Opportunities for improving land tenure and land-use rights in Indonesia

  • Year

    2013 – 2018

  • Location


  • Partners

    Yayasan Penelitian Inovasi Bumi (INOBU), an affiliate of Earth Innovation Institute (EII)

  • Budget

    EUR 200 000

  • Funded by

    European Union


The EU REDD Facility and Yayasan Penelitian Inovasi Bumi (INOBU) have been working together since 2013 to explore opportunities to clarify tenure and land-use rights as a means to improve land use governance in Indonesia‘s West Papua province.

The objective

The objective of this work is to support actions to improve land use governance, sustainable natural resource management and sustainable development in the Indonesian province of West Papua. Actions include generating a better understanding of the timber industry and associated supply chains, identifying pathways to resolve disparities between customary and statutory land tenure, and ensuring that policy instruments, regulations and monitoring systems are in place at the jurisdictional level to ensure good land use governance.

The challenge

West Papua is one of Indonesia’s poorest and most densely forested provinces. Good land-use governance in West Papua has the potential to improve the welfare of millions of rural Indonesians, whilst also setting the economy, both at a provincial and national scale, on a path to higher productivity and prosperity.

The historical rate of deforestation in West Papua is low compared to that of other parts of Indonesia such as Sumatra and Kalimantan. Threats from logging, mining and oil palm development are emerging, however, and unless provincial authorities adopt land-use governance frameworks that support sustainable development the high quality forests will be highly vulnerable.

The governance framework of West Papua differs from most other Indonesian provinces in that it is based on the 2001 Special Autonomy Law, which shifts the balance of authority from the district to the province. However, many of the provisions of Special Autonomy remain to be implemented and earlier laws still apply. The resulting overlaps in local, provincial and national level responsibilities has created tensions in regulating Papua’s forests and other natural resources.

The work described here addresses disputes over land and natural resource rights, which are a key aspect of the tensions in West Papua. The approach adopted focuses on improving participation of the multiple actors involved and supports the provincial government in regularly and systematically engaging with civil society and establishing credible and transparent monitoring mechanisms.

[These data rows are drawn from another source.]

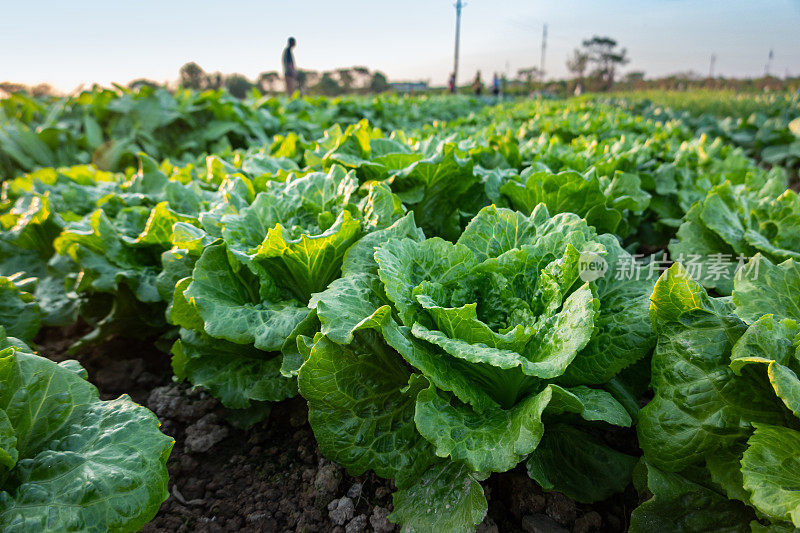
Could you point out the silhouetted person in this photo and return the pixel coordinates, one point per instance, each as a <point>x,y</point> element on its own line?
<point>496,85</point>
<point>477,85</point>
<point>289,71</point>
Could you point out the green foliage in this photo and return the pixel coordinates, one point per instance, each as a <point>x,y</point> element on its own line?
<point>74,462</point>
<point>416,268</point>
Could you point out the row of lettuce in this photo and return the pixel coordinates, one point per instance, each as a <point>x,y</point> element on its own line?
<point>108,127</point>
<point>424,292</point>
<point>767,126</point>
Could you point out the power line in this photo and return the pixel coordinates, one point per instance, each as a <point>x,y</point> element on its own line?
<point>458,5</point>
<point>544,47</point>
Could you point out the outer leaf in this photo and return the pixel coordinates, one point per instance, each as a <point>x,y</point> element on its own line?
<point>83,463</point>
<point>448,497</point>
<point>361,407</point>
<point>699,404</point>
<point>497,439</point>
<point>19,313</point>
<point>771,471</point>
<point>685,503</point>
<point>229,303</point>
<point>235,374</point>
<point>761,288</point>
<point>575,463</point>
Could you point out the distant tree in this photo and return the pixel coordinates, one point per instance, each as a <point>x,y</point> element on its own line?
<point>307,78</point>
<point>363,77</point>
<point>214,81</point>
<point>237,85</point>
<point>43,89</point>
<point>577,63</point>
<point>143,82</point>
<point>606,58</point>
<point>267,81</point>
<point>346,79</point>
<point>528,75</point>
<point>192,76</point>
<point>379,83</point>
<point>327,85</point>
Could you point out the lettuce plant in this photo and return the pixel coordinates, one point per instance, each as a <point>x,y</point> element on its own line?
<point>74,462</point>
<point>738,221</point>
<point>248,288</point>
<point>608,204</point>
<point>720,437</point>
<point>439,363</point>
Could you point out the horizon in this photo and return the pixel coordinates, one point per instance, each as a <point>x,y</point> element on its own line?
<point>662,37</point>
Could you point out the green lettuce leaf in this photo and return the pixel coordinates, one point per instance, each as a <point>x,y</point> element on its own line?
<point>78,463</point>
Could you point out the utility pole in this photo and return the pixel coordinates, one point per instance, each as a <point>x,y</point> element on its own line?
<point>459,5</point>
<point>544,47</point>
<point>769,63</point>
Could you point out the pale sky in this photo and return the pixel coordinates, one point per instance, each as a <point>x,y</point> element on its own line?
<point>69,43</point>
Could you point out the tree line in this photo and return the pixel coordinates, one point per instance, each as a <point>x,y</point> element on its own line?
<point>327,83</point>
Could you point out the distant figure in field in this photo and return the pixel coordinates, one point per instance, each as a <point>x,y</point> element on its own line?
<point>289,72</point>
<point>477,85</point>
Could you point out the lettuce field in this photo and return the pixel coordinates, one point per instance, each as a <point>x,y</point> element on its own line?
<point>374,314</point>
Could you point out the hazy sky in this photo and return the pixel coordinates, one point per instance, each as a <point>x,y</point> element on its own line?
<point>69,43</point>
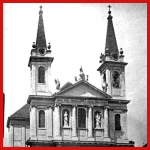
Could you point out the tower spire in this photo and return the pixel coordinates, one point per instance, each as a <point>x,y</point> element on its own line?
<point>111,43</point>
<point>40,39</point>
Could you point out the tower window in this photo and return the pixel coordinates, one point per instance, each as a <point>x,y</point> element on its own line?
<point>41,119</point>
<point>116,79</point>
<point>41,74</point>
<point>117,122</point>
<point>81,118</point>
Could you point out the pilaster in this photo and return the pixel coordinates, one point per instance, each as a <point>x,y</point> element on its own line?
<point>23,136</point>
<point>33,123</point>
<point>106,134</point>
<point>74,124</point>
<point>49,124</point>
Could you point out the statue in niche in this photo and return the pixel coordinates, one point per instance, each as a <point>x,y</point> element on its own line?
<point>66,119</point>
<point>98,120</point>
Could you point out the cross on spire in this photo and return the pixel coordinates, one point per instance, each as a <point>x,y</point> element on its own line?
<point>109,12</point>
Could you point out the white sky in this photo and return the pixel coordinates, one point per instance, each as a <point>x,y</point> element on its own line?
<point>77,33</point>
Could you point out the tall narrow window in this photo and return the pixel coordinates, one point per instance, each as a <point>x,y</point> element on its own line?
<point>65,117</point>
<point>116,79</point>
<point>97,119</point>
<point>81,118</point>
<point>41,119</point>
<point>41,74</point>
<point>117,122</point>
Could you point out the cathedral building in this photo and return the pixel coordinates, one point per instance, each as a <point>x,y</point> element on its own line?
<point>77,114</point>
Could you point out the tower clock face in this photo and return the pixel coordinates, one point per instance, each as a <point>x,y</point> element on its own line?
<point>42,51</point>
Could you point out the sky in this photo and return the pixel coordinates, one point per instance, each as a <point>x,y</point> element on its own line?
<point>77,33</point>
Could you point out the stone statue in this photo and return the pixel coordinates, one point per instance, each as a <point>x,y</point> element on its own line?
<point>82,75</point>
<point>98,120</point>
<point>65,119</point>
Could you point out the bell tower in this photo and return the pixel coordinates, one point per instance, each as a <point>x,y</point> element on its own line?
<point>112,68</point>
<point>40,62</point>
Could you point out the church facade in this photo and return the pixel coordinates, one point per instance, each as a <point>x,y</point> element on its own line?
<point>77,114</point>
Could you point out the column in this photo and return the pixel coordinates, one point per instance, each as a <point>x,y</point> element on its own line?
<point>106,136</point>
<point>74,124</point>
<point>33,123</point>
<point>124,125</point>
<point>33,80</point>
<point>56,125</point>
<point>90,134</point>
<point>49,123</point>
<point>11,136</point>
<point>108,80</point>
<point>23,136</point>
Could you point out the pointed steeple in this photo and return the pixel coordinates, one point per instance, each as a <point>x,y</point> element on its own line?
<point>40,39</point>
<point>111,43</point>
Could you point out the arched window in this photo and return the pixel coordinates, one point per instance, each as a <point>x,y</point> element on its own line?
<point>117,122</point>
<point>116,79</point>
<point>41,119</point>
<point>81,118</point>
<point>65,117</point>
<point>41,74</point>
<point>97,119</point>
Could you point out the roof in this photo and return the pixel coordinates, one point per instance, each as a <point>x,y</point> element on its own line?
<point>66,86</point>
<point>21,114</point>
<point>73,86</point>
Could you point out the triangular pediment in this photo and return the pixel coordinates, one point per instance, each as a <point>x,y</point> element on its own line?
<point>83,89</point>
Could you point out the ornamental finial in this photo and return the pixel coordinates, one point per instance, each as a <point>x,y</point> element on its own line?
<point>40,12</point>
<point>109,12</point>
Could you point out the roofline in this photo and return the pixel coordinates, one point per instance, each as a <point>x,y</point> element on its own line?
<point>73,85</point>
<point>93,98</point>
<point>110,63</point>
<point>30,97</point>
<point>15,118</point>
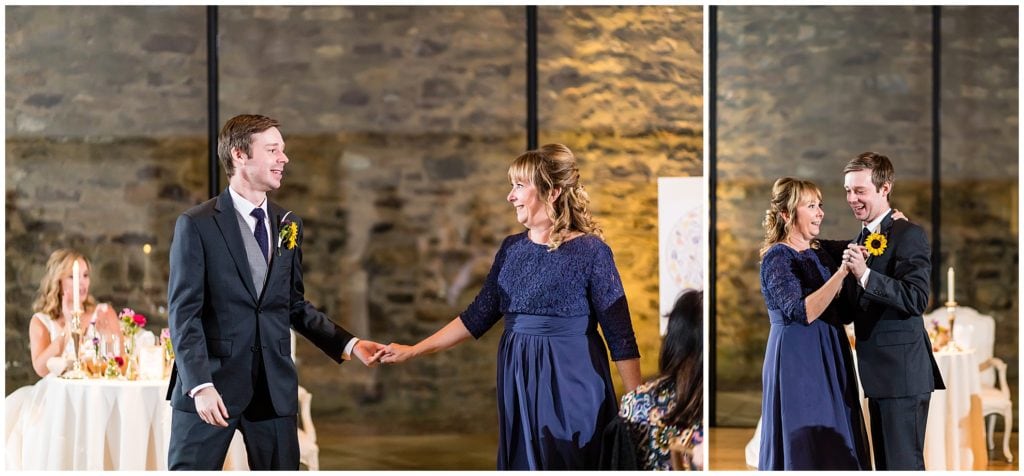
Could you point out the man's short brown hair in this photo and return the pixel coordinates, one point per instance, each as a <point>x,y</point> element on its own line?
<point>238,133</point>
<point>881,167</point>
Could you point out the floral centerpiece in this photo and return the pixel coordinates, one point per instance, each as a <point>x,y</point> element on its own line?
<point>131,323</point>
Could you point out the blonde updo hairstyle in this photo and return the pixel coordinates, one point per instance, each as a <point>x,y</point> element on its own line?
<point>50,295</point>
<point>553,167</point>
<point>785,197</point>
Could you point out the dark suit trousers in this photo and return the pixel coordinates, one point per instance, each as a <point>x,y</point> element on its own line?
<point>271,441</point>
<point>898,431</point>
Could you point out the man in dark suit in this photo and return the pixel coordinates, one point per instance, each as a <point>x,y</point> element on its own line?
<point>235,292</point>
<point>890,294</point>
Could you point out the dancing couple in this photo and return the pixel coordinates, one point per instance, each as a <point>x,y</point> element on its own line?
<point>236,290</point>
<point>811,413</point>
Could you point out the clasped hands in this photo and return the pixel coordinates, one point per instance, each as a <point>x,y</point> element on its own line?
<point>855,259</point>
<point>372,353</point>
<point>210,405</point>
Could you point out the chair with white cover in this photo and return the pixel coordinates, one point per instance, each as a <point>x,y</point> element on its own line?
<point>977,331</point>
<point>308,450</point>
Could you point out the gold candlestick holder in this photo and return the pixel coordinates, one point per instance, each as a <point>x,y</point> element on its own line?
<point>951,315</point>
<point>76,332</point>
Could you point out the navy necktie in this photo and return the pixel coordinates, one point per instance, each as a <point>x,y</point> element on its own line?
<point>863,235</point>
<point>260,231</point>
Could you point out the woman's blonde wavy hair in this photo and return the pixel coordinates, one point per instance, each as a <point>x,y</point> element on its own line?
<point>785,197</point>
<point>50,295</point>
<point>553,166</point>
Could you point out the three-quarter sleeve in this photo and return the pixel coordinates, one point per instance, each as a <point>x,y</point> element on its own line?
<point>485,308</point>
<point>781,288</point>
<point>607,300</point>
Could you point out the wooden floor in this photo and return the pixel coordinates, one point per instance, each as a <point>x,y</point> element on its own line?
<point>726,446</point>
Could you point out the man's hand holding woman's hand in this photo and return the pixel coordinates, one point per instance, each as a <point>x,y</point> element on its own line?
<point>369,352</point>
<point>855,259</point>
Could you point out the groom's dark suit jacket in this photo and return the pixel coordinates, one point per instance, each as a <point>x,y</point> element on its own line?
<point>215,310</point>
<point>894,353</point>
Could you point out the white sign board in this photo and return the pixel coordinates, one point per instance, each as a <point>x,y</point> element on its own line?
<point>681,239</point>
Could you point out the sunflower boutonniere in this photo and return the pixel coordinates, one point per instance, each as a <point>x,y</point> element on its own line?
<point>289,234</point>
<point>876,244</point>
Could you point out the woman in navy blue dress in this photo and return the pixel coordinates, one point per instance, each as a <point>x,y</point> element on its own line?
<point>810,410</point>
<point>554,285</point>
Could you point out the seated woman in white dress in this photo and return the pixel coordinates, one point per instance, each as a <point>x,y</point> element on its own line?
<point>49,333</point>
<point>50,343</point>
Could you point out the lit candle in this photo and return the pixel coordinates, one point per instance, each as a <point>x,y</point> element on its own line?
<point>950,276</point>
<point>75,271</point>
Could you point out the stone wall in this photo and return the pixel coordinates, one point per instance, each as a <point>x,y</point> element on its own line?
<point>801,90</point>
<point>400,123</point>
<point>622,87</point>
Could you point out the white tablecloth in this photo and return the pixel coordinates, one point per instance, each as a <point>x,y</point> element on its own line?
<point>93,424</point>
<point>89,425</point>
<point>954,438</point>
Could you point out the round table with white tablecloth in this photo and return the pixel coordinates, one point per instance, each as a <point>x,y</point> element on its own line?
<point>954,437</point>
<point>90,424</point>
<point>94,424</point>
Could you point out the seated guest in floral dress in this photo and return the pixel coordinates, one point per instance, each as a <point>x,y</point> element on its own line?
<point>667,410</point>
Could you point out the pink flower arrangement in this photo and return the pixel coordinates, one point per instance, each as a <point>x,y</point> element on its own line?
<point>131,322</point>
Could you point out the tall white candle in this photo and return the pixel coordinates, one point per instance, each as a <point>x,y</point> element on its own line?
<point>76,271</point>
<point>950,277</point>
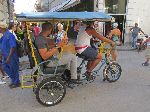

Member of a forest-based community in West Papua, Indonesia

The approach

The project takes a phased approach to explore the opportunities for improved land-use governance. The stages are:

  1. Development of a spatial, economic and social analysis of the timber industry in West Papua
  2. Identification of opportunities for the inclusion and involvement of indigenous communities in forest management and land-use planning
  3. Development of a system for monitoring sustainability at the provincial level, where the most important land-use decisions are taken


  • The project’s 2014 timber industry study highlighted the potential for illegalities within the supply chain and showed that local communities are not meaningfully engaged in the forest management, beyond receiving compensation payments from loggers and providing labour in small-scale logging. The study recommended an approach combining allocation of land to customary groups, support for sustainable forest management and improved forest monitoring.
  • The project’s 2015 livelihoods study investigated how pressure on forests could be reduced and livelihoods improved through allocation of land to customary groups. In addition, the study explored pathways for recognising the rights of customary groups in West Papua under Constitutional Court Decision 35/2012.

Current work

The above studies improved understanding of key land-use governance issues and opportunities in West Papua and fostered closer ties among the provincial and district governments, indigenous representatives and civil society. These stakeholders identified the need for improved land-use governance and in support, the EU REDD Facility is implementing two activities in partnership with INOBU:

  • A study of the implications of Constitutional Court’s Ruling No. 35/2012 on customary land rights and implementation of Indonesia’s timber legality assurance system (SVLK) in customary forests
  • Development of a pilot sustainable development performance monitoring system at the provincial and district levels

Deforestation in West Papua, Indonesia.